Detailed explanation of Fast-RCNN network

I. Introduction

I learned the SS algorithm and the R-CNN network before, and then continue to learn the Fast-RCNN network.
insert image description here

This article has two purposes, one is as a personal note, which is convenient for you to consolidate your review knowledge; the other is to help friends who are self-studying, and hope that the poor insights can help everyone.

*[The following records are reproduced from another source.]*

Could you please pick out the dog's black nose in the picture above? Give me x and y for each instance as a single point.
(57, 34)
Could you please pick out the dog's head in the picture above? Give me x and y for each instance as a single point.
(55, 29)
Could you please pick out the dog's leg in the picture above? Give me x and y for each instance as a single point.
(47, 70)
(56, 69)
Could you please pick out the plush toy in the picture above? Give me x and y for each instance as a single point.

2. Principle steps of Fast-RCNN

Fast-RCNN can be divided into three steps:

1) Use the SS algorithm to generate about 1-2k candidate boxes.
2) Refer to the SPPnet model to input the entire picture into the network to obtain the feature map, and then map the candidate frame obtained in the first step to the feature matrix to extract the feature matrix.
3) The feature layer channel ROI pooling operation is scaled to a size of 7*7, and a series of fully connected layers are flattened and connected to obtain classification results and bounding box regression parameters.

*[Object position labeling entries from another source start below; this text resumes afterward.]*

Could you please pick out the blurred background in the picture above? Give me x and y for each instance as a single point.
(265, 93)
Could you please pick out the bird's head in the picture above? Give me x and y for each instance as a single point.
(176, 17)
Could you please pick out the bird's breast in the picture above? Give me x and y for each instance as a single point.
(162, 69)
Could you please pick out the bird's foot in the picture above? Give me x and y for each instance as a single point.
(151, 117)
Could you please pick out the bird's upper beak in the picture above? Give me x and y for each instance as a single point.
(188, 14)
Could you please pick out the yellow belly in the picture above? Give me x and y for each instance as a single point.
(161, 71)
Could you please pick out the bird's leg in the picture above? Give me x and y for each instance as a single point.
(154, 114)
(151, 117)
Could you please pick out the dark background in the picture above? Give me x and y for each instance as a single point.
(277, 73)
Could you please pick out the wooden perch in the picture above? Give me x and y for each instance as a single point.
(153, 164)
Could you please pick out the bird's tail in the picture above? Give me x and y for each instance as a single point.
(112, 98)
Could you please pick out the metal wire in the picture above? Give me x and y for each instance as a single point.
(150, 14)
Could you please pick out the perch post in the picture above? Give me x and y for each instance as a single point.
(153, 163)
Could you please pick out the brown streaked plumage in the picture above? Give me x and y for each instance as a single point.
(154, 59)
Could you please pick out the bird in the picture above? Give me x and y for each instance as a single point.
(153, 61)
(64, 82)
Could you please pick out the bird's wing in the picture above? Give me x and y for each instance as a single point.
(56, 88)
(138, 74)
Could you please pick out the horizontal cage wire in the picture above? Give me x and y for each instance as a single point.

2.1 Generation of candidate regions

insert image description here
The picture above shows the comparison of the way R-CNN and Fast-RCNN generate candidate regions

R-CNN
It can be seen that the candidate boxes generated by R-CNN need to be input into the deep network to extract features, perform forward propagation, and repeat calculations in redundant areas, which greatly increases the amount of calculation and reduces efficiency.
Fast-RCNN
It inputs the entire picture into the network to obtain a feature map, and the candidate frames obtained by the SS algorithm are mapped to the feature map to obtain features, so that there is no need to repeatedly calculate these candidate regions. The amount of calculation is greatly reduced.

Sampling of training data (positive and negative samples)

Unlike R-CNN, we did not use all the candidate boxes generated by the SS algorithm. The nearly 2,000 candidate boxes generated by the SS algorithm actually used only a small part of the candidate boxes for training, and the samples were divided into positive samples and Negative samples. It is mentioned in the specific paper that the division into positive samples and negative samples is to balance the data, because if there are obviously too many positive samples, then the network will take it for granted that the candidate frame to be recognized is a type of target type, but in fact the candidate frame It is also likely to be the background, so in order to balance the inclusion of the target and the inclusion of the background, it is divided into positive samples and negative samples.

The definition of positive samples and negative samples: the IOU between the candidate box and the real box is greater than 0.5, which is a positive sample, and the IOU is in [0.1, 0.5], which is recorded as a negative sample.
insert image description here

2.2. ROI Pooling layer

insert image description here

Implementation of ROI Pooling layer

Divide the sample into 7*7 regions, and perform max pooling operation on each region
insert image description here

2.3. Classifier

insert image description here
As mentioned above, we scaled to the same size through the ROI pooling layer after extracting features, then straightened and flattened, and then went through two fully connected layers, and then respectively performed category probability prediction and bounding box bounding boxes in parallel fully connected layers. Prediction.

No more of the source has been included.